Spanish priest Lucio Angel Vallejo Balda, number two at the Vatican's Prefecture for Economic Affairs, and Italian laywoman Francesca Chaouqui, a public relations expert, were members of a commission that Pope Francis set up to study Church reform. They were arrested over the weekend, the Vatican said.
Chaouqui was released on Monday after she agreed to cooperate with the investigation.
Both were members of a COSEA (Pontifical Commission for Reference on the Organization of the Economic-Administrative Structure of the Holy See), a commission set up shortly after Pope Francis' election in 2013 to advise him on economic and bureaucratic reforms.
The commission completed its work last year and handed its information to the Pope.
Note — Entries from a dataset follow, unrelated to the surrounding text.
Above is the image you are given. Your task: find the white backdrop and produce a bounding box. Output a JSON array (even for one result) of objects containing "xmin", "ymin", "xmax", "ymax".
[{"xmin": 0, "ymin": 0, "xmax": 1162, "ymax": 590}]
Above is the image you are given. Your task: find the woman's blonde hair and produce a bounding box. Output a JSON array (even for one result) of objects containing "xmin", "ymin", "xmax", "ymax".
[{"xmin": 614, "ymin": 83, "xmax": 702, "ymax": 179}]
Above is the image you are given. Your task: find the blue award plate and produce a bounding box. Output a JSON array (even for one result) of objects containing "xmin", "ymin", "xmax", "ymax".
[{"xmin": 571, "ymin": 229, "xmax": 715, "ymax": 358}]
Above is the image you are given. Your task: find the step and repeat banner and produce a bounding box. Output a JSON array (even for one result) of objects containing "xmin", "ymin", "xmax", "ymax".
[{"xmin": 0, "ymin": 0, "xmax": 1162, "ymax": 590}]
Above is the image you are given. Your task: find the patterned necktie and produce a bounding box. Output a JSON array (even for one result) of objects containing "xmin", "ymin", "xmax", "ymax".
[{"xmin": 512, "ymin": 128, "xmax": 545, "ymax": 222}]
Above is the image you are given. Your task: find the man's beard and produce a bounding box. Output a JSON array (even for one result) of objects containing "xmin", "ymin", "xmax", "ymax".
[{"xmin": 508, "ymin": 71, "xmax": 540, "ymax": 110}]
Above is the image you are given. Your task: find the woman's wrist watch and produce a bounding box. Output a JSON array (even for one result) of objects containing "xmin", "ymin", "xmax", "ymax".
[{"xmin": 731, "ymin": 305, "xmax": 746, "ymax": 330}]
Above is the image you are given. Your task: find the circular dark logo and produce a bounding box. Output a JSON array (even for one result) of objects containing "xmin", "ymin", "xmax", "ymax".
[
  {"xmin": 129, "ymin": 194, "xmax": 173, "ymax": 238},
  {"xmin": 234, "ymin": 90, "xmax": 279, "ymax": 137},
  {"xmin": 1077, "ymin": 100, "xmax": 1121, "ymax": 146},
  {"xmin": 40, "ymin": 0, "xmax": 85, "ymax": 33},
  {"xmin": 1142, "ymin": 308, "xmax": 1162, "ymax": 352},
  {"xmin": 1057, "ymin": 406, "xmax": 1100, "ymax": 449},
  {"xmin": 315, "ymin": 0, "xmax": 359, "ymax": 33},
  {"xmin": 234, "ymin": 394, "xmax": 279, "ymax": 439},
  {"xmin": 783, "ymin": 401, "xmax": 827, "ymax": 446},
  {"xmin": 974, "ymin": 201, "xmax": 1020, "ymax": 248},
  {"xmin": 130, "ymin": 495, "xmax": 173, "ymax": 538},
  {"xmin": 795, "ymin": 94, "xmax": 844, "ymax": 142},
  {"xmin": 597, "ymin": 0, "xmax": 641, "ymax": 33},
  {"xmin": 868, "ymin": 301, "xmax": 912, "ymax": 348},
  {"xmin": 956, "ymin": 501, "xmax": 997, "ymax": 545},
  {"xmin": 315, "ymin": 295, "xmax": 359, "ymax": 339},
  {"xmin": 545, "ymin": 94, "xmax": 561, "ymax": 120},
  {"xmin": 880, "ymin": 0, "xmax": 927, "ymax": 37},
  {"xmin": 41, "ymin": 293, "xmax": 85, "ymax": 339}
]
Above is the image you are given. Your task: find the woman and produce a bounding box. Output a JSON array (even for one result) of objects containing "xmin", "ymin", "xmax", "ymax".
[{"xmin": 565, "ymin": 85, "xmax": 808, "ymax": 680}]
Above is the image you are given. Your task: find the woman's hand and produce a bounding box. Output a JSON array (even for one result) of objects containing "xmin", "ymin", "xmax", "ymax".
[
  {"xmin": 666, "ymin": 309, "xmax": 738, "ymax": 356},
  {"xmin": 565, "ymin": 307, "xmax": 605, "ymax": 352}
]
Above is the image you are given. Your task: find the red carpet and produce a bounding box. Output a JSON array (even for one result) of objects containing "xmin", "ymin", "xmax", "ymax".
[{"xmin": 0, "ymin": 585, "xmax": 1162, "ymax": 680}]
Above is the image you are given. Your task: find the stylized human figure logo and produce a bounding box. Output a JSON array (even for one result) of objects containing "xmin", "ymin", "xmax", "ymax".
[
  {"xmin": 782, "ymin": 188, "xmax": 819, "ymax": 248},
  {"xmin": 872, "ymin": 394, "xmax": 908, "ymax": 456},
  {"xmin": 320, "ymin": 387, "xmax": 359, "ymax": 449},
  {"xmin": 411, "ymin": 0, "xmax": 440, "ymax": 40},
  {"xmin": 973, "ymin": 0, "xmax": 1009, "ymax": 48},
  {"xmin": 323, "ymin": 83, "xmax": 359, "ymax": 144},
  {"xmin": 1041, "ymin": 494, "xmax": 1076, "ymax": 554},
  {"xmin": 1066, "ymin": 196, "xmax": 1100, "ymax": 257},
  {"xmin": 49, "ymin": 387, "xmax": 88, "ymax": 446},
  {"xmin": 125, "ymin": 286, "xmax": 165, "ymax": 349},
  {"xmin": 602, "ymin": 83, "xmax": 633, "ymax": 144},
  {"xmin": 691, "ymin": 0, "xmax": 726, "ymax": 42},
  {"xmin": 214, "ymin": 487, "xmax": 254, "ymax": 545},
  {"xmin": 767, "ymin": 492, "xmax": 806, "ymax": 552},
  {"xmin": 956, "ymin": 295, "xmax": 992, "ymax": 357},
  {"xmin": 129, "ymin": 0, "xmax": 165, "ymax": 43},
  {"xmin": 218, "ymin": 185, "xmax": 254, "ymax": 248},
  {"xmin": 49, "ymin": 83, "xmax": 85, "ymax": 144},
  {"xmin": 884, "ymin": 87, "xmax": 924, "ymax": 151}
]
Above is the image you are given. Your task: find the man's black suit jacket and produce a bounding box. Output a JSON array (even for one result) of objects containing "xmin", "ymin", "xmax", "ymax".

The twin arrests came just days before two Italian authors were due to release books that their publishers say will reveal new evidence of past scandals in the Vatican.
The Vatican said the two books were a result of "the serious betrayal of the trust bestowed by the Pope" on the part of the two members of the commission.
"Regarding the two books in the next days, we clearly state that this time, as in the past, they are the result of 'a grave betrayal of the Pope's trust.'"
They were the first such arrests since Paolo Gabriele, former Pope Benedict's butler, was arrested for leaking documents in 2012 in what became known as the "Vatileaks" scandal.
One of the two books due to be released on Wednesday is "Merchants in the Temple", by Italian journalist Gianluigi Nuzzi, whose 2012 book "His Holiness", was based on the leaked documents he received from Gabriele.
The other book, called "Avarice," is by Italian journalist Emiliano Fittipaldi.